DIR/Floor Time yaklaşımı Hangi Alanlarda Kullanılabilir?

Otizm 
Yaygın gelişimsel bozukluk (PDD) 
Başka türlü adlandırılamayan yaygın gelişimsel bozukluk (PDD-NOS) 
Çok sistemli gelişim bozuklukları 
Zeka geriliği 
Beyin (çocuk) felci 
Down sendromu 
Bilişsel gecikmeler ya da bozukluklar 
Dil gelişimi gecikmeleri ya da bozuklukları 
Duygusal bütünleşme bozukluğu 
Dikkat bozuklukları (ADD ve ADHD'yi içeren) 
Kromozomsal, metabolik ya da sinir sistemini zorlayan benzer rahatsızlıklar
 İngilizce’de gelişim, bireysel farklılıklar, ilişkiye dayalı kelimelerinin baş harflerinden oluşan DIR/Floortime Modeli, profesyoneller, veliler ve eğimcilere, otistik spektrum düzensizlikleri, öğrenme güçlükleri ve/ya diğer gelişim bozukluğu yaşayan çocuklarda, çocuğun farklılık gösteren yetersizlikleri ve kapasitesine göre özel olarak  geniş kapsamlı bir değerlendirme ve uygun bir uygulama planı hazırlanması için geliştirilimiş bir çerçevedir. 
Bu model, Amerika Birleşik Devletleri’nde yerleşik bulunan ICDL (Interdisciplinary Council on Developmental and Learning Disorders) kurumunca ortaya konmuş, tescil edilmiş ve eğitiminin yürütüldüğü, gelişim bozuklukları konusunda akademik çalışmaların yanı sıra uygulamalarıyla yetkin ve etkili bir metod sunan, bugün dünyanın dört bir yanında öğrenilen, uygulanan ve gelişen sistematik bir yaklaşımdır.

Bu modelin amacı, çocuğun belirli beceri ve ayrıştırılmış davranışlarda bulunmasına odaklanmaktan ziyade sosyal, duygusal (emotional) ve entellektüel kapasitesi için sağlıklı bir temel oluşturmaktır.

D (Developmental : Gelişimsel): Modelin Gelişimsel ayağı, bu çerçevenin yapısal taşıdır.

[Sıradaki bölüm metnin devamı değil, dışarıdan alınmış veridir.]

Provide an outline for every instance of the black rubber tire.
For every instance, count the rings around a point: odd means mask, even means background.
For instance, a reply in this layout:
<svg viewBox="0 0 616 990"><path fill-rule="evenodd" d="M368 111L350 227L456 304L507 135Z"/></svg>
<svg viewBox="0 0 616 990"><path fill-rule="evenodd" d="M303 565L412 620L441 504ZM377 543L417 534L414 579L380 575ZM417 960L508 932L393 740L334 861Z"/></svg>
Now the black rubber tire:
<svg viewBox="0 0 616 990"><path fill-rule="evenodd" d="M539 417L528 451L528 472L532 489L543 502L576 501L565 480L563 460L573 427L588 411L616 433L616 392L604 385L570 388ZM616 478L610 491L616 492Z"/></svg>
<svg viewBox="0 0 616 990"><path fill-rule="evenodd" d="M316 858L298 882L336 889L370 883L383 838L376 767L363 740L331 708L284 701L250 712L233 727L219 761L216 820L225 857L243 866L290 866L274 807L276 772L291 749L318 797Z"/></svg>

Bu, çocuğa kapasitesini geliştirmesi için sakin ve organize (regulated) olmayı ve öyle kalmasına, diğerleriyle iletişime girmesine ve onlarla ilişki kurmasına, sosyal ve duygusal (emotional) içerikli jestlerden başlayarak her çeşit iletişimi başlatmasına ve iletişime geçildiğinde cevap vermesine, ortak sosyal problem çözümünde bulunmasına, bilerek ve isteyerek birden fazla etkileşimi sırayla gerçekleştirecek davranışlarda bulunmasına, ihtiyaçlarını göstermek için fikir üretmesine, yaratıcı fikir ve oyun geliştirmesine, fikirler arasında mantık çerçevesinde köprü oluşturmak suretiyle çoklu sebep, gri alan ve yansıtıcı şekillerde düşünerek daha yüksek kapasiteye erişmesine yardımcı olunmasını kapsar. Bu gelişimsel kapasiteler, kendiliğinden ve empati üzerine kuracağı ilişkiler ve akademik becerilerin kazanılması açısından asli niteliktedir.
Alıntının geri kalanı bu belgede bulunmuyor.